Hot Type: Poland Fights Back Against 'The End of the World'
Heidi Siegmund Cuda reports on Poland's renewed determination to defend itself from Russian aggression on both the virtual and actual battlefield

Early in Timothy Snyder’s Bloodlands, he explained how Ukrainians who were being starved in 1930 by Stalin under ‘collectivization’ voted with their feet by walking to Poland.
“Whole villages followed their example, taking up church banners, or crosses, or sometimes just black flags tied to sticks, and marching westward toward the border. Thousands of them reached Poland, where knowledge of famine conditions in the Soviet Union spread,” wrote Snyder, a Yale professor who also authored On Tyranny and On Freedom.
He explained how “Polish border guards patiently interviewed the refugees, gaining knowledge of the course and the failure of collectivization.”
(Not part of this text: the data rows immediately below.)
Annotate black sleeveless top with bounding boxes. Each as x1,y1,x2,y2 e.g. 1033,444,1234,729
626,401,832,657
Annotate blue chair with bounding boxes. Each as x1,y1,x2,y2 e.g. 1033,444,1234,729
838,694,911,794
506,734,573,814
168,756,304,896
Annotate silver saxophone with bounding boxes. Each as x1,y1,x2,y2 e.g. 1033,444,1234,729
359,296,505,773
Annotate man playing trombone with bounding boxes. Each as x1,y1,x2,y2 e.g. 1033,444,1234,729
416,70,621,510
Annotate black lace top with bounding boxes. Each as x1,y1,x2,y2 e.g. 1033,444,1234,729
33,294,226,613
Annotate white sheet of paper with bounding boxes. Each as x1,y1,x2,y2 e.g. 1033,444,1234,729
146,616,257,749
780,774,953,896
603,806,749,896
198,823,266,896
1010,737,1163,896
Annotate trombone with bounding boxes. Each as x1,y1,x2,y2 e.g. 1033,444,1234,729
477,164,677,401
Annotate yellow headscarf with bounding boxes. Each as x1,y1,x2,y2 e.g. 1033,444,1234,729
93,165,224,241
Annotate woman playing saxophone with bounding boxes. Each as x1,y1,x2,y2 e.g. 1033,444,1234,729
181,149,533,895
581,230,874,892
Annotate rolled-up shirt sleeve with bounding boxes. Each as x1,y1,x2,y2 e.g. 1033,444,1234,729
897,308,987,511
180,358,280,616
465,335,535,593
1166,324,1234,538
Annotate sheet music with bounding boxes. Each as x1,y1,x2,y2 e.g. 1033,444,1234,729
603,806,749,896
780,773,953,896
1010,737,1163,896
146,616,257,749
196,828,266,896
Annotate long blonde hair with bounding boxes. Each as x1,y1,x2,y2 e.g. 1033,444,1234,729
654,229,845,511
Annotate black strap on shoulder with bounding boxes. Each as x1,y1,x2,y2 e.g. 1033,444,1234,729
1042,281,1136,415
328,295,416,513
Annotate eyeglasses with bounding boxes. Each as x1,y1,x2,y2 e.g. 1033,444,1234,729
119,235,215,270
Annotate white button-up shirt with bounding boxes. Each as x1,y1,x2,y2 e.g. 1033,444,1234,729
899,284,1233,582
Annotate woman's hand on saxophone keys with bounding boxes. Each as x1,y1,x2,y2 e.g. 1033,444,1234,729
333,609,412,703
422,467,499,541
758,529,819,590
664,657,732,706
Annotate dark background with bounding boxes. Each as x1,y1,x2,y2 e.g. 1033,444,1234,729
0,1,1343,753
In return, Poland dispatched spies in the other direction and began engaging in anti-Soviet propaganda.
“Their propaganda posters called Stalin a ‘Hunger Tsar’ who exported grain while starving his own people. In March 1930, politburo members feared that ‘the Polish government might intervene.’”
Snyder documented how a Polish father living in Ukraine explained to his son why the family would not join the collective farm:
“I do not want to sell my soul to the devil.”
A century later, Poland still doesn’t want to sell its soul to the devil.
As Russia attacks dozens of countries through funding fake populist movements and planting puppets to destroy democracies worldwide, Poland’s leaders are fighting back.